Arnold Christian Scheibler later returned to Monschau, married in 1775 the widow of his cousin Ernst Scheibler and founded his own cloth factory with a fulling mill on the Rur below this house, his home, which was completed in 1785.
Friedrich Jakob Scheibler
1774 – 1834
He is a grandson of Johann Heinrich Scheibler (builder of the “Red House”, the landmark of Monschau).
He was the first to use spinning machines with steam operation in Monschau and he was mayor of Monschau from 1812-1815.
After the death of his father Wilhelm Scheibler (1737 – 1797) he continued, together with his mother Theresia Elisabeth Scheibler, née Böcking (1744-1812), the cloth factory operated by his grandfather Johann Heinrich Scheibler.
In 1812 he married Johanna Maria Amalie Scheibler, daughter of Arnold Christian Scheibler.
Johann Heinrich Scheibler
1705 – 1765
He comes from a scholar family and is a great-grandson of Professor Christoph Scheibler (picture behind the stove)
He learned at his own request at a cloth manufacturer in Imgenbroich and at the age of 18, he took over the head of a cloth factory.
He led the Monschauer fabric production to an unexpected flowering through the processing of finest merino wool from Spain and improvement of dyeing techniques.
In addition, instead of the previously monochrome cloth, he weaved elaborate colored patterns, which were soon traded throughout Europe.
He is the builder of the Red House, the landmark of Monschau
Christoph Scheibler’s father was the Lutheran preacher and Master Johannes Scheibler (1553-1597).
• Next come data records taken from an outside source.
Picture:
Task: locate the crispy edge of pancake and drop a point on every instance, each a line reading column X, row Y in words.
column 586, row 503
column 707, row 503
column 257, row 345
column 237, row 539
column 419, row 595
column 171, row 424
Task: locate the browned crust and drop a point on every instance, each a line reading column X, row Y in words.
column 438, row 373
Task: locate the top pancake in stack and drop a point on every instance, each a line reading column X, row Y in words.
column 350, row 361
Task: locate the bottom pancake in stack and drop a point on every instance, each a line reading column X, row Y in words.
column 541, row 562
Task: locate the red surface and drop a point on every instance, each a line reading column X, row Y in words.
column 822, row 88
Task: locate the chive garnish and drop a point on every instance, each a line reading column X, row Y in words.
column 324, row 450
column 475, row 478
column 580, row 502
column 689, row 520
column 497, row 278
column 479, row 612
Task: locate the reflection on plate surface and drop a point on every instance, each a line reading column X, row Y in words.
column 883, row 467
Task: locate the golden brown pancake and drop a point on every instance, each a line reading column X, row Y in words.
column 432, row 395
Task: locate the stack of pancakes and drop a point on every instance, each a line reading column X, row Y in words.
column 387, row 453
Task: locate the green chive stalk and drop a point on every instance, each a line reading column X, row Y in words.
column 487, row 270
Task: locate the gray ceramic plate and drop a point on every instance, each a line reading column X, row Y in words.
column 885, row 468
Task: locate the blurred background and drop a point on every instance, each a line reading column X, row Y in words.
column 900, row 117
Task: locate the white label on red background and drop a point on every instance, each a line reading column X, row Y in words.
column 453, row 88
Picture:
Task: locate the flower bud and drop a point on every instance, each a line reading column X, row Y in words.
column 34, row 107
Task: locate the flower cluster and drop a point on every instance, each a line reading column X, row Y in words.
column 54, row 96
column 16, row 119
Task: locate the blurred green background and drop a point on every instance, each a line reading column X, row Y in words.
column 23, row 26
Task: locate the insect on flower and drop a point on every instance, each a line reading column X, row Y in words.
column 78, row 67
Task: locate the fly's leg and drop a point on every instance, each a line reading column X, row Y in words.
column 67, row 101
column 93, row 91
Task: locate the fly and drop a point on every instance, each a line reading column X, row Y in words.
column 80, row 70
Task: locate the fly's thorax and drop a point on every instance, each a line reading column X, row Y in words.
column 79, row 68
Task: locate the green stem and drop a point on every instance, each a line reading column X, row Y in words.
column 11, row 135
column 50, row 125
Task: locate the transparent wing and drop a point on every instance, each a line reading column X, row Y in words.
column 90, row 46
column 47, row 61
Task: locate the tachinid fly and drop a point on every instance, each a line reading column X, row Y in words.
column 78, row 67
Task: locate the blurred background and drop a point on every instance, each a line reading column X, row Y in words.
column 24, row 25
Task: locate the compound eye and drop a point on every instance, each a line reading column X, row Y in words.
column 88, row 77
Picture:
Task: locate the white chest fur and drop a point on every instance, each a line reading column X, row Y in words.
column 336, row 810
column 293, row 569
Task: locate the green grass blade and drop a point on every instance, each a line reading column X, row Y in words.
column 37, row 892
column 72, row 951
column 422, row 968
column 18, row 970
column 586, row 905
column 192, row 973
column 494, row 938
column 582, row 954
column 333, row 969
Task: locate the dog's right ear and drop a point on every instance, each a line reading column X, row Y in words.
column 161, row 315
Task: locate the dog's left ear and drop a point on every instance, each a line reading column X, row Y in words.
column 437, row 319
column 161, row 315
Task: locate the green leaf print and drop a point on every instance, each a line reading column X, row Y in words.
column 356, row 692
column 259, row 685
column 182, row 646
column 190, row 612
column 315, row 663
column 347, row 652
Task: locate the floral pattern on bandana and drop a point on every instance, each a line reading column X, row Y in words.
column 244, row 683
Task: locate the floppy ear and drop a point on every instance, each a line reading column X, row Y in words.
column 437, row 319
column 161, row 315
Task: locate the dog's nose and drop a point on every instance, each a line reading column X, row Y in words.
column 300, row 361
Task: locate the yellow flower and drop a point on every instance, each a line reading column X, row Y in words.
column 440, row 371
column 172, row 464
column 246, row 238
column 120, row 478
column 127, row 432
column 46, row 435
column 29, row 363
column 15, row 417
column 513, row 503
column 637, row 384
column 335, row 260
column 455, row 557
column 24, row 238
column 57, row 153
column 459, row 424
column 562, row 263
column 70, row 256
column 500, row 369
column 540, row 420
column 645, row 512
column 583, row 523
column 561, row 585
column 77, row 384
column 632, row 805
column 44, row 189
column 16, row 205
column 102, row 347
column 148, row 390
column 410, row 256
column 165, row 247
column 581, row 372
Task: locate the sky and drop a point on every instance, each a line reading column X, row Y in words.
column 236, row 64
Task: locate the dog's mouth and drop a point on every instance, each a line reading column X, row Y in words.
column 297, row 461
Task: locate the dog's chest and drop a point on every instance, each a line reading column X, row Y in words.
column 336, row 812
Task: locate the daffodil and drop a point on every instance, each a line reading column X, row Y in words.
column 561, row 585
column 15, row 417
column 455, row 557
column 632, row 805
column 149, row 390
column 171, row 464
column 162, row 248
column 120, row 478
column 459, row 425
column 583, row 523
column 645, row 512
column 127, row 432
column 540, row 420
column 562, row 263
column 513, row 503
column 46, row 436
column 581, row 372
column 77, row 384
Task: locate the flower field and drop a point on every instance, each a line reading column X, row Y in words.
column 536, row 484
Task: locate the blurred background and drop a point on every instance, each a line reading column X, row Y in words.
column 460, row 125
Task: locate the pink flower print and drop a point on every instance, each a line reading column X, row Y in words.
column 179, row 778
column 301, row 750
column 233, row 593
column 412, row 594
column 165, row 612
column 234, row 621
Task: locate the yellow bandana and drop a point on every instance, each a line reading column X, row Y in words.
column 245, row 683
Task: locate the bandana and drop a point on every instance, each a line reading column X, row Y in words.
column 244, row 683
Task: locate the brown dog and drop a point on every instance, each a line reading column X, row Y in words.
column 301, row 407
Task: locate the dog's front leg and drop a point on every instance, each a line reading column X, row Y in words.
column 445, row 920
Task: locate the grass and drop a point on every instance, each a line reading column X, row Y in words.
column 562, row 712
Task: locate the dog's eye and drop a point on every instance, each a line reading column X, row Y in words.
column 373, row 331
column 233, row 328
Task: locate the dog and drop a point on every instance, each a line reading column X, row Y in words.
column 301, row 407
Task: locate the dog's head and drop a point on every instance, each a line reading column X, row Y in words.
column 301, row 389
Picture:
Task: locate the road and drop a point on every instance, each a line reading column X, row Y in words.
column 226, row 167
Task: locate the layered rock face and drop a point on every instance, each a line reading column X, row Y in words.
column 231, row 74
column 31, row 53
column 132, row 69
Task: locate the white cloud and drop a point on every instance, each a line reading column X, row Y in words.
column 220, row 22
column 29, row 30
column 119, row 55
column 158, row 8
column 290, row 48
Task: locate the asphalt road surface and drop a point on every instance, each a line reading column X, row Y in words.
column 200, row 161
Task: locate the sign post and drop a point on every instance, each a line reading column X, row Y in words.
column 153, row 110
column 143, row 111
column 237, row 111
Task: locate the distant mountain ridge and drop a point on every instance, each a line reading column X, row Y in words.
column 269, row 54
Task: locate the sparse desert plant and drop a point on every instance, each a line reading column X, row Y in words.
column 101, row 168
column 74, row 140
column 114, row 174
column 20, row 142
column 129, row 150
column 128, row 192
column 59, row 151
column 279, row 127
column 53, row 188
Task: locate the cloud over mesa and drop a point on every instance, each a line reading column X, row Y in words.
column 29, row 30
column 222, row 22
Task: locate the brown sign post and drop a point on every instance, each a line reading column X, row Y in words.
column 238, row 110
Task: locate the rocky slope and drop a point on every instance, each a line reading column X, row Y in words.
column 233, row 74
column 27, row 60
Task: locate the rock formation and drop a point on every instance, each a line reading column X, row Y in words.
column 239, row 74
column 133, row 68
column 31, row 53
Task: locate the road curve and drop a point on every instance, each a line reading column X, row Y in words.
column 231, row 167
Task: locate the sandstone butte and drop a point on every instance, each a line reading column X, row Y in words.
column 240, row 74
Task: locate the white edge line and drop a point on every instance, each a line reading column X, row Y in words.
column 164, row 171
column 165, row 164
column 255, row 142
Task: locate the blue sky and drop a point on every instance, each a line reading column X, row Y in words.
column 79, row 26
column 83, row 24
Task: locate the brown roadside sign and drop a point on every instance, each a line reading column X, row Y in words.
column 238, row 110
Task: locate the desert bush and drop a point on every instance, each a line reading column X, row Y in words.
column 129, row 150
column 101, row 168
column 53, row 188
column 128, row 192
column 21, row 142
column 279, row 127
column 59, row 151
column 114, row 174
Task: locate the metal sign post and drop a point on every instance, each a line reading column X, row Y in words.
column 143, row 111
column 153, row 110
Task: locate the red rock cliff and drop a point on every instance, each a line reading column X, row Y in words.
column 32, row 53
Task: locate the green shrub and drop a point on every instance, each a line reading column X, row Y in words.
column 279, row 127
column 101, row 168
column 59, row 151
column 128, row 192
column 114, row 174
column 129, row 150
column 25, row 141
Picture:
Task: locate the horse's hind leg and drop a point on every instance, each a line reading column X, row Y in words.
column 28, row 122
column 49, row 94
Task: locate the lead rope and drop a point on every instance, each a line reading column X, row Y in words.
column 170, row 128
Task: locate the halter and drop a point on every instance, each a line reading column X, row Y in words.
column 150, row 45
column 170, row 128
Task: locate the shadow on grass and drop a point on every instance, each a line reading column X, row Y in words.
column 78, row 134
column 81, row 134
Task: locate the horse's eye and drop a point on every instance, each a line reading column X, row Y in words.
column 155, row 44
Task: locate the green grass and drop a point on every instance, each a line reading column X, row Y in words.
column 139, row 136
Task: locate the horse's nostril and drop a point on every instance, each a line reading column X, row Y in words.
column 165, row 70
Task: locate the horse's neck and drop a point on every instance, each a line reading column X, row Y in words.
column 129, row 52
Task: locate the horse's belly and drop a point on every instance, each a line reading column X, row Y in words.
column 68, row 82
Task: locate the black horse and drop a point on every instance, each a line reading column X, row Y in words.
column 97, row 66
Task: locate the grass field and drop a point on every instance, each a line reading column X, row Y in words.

Christoph’s parents died in 1597 from the plague. Wealthy relatives in Gemünden welcomed the orphan.
Scheibler’s Liber sententiarum established his early scholarly fame. Philosophical core sentences are explained there.
Since 1610 he was professor of logic and metaphysics in Gießen and in 1625 he was appointed as superintendent and director of the Archigymnasium in Dortmund.
Father: Ernst Wilhelm Barkhausen, 1801 – 1849, master road builder, built the road from Monschau to Schleiden, married Rosalie Zöpfel, daughter of Monschau District Administrator Zöpfel, in 1835.
May 12, 1839 birth of Alfred Barkhausen.
After the death of both parents, Alfred was taken care of by his grandmother Zöpfel in Monschau in 1844. Her husband, the district administrator, died after two years.
The grandmother raised the little grandson and looked after his education; he became a cloth manufacturer.
In 1866 he came to J.H. Louis Scheibler, his future father-in-law, in the cloth factory in Monschauer Rosenthal (below this house).
In 1869 Albert Zöpfel, brother of Alfred’s mother and son of District Administrator Zöpfel, brought him to Quellenstein in Estonia in his cloth factory. There he married Emilie Scheibler in 1875.
In 1882, J.H. Louis Scheibler handed over the cloth factory and spinning mill in Rosenthal to his son Emil Scheibler and his son-in-law Alfred Barkhausen.
Alfred Barkhausen and his family moved back to this house in Monschau.
Alfred Barkhausen died on March 5, 1908. His son Ernst Barkhausen (1880-1955), who had worked there for some time, dissolved the company and in 1911 joined Emil Crous, who had moved to Viersen from Monschau a few years earlier and founded a velvet and silk weaving mill.